Pendant l’été, Sunak avait dit qu’Israël était un « symbole d’espoir brillant » dans un entretien accordé au Jewish Chronicle. Écrivant dans Jewish News, un journal britannique partenaire du Times of Israel, il avait fait part de son opposition au mouvement de boycott.

« Je continuerai à soutenir la loi BDS (Boycott, Divestment and Sanctions) qui empêchera les instances publiques de prendre part à des boycotts qui sapent le cohésion communautaire », avait-il écrit au mois de juillet.

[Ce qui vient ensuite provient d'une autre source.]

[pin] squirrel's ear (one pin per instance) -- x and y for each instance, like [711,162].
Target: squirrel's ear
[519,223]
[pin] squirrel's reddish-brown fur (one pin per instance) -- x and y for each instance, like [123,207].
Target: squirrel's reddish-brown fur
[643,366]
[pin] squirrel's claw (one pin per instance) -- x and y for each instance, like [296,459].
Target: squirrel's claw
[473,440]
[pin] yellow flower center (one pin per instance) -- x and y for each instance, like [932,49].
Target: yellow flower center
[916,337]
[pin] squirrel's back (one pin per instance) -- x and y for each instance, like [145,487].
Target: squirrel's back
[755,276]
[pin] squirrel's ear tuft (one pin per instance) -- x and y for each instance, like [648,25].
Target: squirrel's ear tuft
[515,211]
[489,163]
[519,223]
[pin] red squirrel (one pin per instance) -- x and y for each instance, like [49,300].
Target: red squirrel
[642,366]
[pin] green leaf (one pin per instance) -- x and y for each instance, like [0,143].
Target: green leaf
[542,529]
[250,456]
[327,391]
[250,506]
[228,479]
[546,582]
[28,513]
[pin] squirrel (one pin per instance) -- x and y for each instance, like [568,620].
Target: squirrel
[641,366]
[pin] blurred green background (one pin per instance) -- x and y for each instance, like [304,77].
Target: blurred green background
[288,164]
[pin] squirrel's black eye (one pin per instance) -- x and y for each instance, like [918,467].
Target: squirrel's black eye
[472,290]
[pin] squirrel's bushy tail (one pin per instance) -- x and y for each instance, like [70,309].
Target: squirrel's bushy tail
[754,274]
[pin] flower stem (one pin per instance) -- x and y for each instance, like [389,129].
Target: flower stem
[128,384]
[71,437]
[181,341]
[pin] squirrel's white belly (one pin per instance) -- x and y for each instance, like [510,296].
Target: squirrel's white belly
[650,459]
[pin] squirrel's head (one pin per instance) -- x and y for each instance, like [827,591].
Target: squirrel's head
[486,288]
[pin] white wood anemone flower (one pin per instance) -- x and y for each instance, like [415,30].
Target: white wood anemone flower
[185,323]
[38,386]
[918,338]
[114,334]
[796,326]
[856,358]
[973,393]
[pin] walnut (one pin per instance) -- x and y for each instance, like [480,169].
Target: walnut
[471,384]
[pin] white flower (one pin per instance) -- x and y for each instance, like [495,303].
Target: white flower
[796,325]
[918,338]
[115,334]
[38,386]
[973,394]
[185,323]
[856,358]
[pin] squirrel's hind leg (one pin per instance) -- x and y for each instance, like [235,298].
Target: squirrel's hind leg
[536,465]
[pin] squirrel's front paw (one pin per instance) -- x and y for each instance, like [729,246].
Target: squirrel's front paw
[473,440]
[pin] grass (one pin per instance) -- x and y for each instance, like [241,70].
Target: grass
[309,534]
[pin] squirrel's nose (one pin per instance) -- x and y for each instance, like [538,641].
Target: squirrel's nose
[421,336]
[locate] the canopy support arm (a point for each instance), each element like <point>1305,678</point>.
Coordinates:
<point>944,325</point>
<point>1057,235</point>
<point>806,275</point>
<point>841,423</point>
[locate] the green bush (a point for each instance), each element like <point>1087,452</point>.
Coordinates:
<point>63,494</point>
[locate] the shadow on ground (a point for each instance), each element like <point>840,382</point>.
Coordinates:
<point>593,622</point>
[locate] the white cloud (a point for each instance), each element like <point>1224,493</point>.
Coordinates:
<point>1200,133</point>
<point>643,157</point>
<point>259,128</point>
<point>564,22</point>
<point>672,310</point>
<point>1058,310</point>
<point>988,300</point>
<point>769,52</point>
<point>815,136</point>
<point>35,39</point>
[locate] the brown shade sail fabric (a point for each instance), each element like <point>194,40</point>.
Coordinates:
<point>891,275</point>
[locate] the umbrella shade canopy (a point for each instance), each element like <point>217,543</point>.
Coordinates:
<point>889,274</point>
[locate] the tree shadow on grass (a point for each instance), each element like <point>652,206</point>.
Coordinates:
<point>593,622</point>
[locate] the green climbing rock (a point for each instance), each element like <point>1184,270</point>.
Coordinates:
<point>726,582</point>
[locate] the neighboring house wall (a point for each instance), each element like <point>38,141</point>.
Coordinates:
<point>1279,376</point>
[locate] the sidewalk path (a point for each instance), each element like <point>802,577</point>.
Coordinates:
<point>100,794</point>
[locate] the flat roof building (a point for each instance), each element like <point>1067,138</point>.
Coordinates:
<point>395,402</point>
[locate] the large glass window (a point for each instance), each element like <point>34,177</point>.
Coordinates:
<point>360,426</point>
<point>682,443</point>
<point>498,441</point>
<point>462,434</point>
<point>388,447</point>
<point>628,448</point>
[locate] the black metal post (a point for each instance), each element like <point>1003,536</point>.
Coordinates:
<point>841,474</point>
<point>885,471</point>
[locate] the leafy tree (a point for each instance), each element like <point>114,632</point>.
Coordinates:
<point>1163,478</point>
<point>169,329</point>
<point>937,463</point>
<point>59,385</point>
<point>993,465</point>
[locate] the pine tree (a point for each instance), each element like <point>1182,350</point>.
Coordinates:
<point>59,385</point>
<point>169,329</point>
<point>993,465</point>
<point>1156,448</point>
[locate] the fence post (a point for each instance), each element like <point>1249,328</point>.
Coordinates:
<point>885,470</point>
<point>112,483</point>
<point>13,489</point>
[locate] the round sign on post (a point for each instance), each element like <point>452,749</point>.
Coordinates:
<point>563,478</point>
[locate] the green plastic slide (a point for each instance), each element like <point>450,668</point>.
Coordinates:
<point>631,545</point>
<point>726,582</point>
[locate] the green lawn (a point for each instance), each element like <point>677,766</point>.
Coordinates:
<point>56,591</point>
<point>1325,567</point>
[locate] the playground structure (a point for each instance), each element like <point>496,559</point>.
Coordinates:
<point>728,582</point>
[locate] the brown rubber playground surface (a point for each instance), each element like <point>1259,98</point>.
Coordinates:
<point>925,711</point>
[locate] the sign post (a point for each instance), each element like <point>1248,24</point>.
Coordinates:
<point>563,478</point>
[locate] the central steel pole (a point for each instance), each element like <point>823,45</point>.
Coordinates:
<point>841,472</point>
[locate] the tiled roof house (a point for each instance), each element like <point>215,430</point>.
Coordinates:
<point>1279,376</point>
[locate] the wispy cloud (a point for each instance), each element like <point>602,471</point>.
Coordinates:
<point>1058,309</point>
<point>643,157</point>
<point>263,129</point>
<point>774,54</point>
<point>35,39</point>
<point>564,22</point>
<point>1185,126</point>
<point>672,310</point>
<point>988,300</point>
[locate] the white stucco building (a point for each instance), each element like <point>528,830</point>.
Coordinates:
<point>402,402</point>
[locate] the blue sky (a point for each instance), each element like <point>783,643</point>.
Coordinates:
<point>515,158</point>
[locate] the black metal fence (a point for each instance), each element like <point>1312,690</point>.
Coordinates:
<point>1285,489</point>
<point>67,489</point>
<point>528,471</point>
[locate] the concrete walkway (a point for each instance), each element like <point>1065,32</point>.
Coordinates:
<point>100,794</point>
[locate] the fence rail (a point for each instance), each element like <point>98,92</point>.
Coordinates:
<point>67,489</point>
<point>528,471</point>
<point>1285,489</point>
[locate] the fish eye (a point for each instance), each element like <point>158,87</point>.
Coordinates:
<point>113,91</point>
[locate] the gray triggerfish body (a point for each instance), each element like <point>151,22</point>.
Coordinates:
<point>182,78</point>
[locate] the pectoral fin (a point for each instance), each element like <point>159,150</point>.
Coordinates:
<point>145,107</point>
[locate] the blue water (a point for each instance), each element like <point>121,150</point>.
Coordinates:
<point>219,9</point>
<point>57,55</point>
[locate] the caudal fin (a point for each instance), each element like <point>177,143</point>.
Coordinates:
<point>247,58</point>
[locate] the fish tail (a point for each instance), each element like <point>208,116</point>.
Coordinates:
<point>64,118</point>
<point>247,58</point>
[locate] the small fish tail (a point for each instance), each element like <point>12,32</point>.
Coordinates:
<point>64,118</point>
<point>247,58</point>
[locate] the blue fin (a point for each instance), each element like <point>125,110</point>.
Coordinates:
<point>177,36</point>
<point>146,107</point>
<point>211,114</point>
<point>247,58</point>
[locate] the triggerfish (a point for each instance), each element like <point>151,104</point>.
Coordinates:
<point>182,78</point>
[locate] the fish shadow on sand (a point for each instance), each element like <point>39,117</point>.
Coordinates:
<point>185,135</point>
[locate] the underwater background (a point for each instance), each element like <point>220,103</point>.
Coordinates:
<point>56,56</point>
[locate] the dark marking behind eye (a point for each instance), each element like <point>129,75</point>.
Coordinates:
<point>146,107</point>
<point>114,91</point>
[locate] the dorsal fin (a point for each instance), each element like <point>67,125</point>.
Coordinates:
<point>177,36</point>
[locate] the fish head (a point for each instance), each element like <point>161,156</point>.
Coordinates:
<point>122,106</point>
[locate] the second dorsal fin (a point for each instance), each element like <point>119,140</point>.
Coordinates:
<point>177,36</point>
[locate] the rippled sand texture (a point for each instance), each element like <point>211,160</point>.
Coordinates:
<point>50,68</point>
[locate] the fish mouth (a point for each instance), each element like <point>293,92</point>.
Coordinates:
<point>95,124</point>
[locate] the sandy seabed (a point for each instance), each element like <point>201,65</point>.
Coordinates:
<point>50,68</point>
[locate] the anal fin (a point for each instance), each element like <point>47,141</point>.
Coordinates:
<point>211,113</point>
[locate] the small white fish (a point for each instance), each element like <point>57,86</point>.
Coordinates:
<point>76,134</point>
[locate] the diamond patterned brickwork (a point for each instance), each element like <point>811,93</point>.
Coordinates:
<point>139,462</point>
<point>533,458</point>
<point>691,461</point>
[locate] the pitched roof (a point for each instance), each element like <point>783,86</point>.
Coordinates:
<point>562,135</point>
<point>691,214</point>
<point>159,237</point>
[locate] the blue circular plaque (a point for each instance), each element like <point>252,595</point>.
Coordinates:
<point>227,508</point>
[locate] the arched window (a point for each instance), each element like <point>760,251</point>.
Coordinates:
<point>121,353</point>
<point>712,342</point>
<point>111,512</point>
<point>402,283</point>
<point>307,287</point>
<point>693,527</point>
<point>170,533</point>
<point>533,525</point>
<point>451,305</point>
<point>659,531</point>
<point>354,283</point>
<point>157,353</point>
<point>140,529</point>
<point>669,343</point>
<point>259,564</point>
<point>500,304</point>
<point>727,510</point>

« La communauté juive a raison d’interpeller ceux qui cherchent à nuire au seul État juif du monde », avait-il ajouté.

Sunak avait aussi exprimé son inquiétude face à la recrudescence des incidents antisémites au cours des six premiers mois de l’année 2021.

« Il n’y a aucune ambiguïté sur cette question : Tous les membres du Parlement ainsi que le pays doivent adopter un positionnement solide face à la nécessité d’éliminer l’antisémitisme et je suis déterminé à garantir que ce fléau qui déchire notre société sera éradiqué », avait-il indiqué.

Sunak, qui doit prendre sa nouvelle fonction mardi, sera le premier Premier ministre de couleur et d’origine indienne – un tournant pour un pays au large passé colonial encore contesté à ce jour.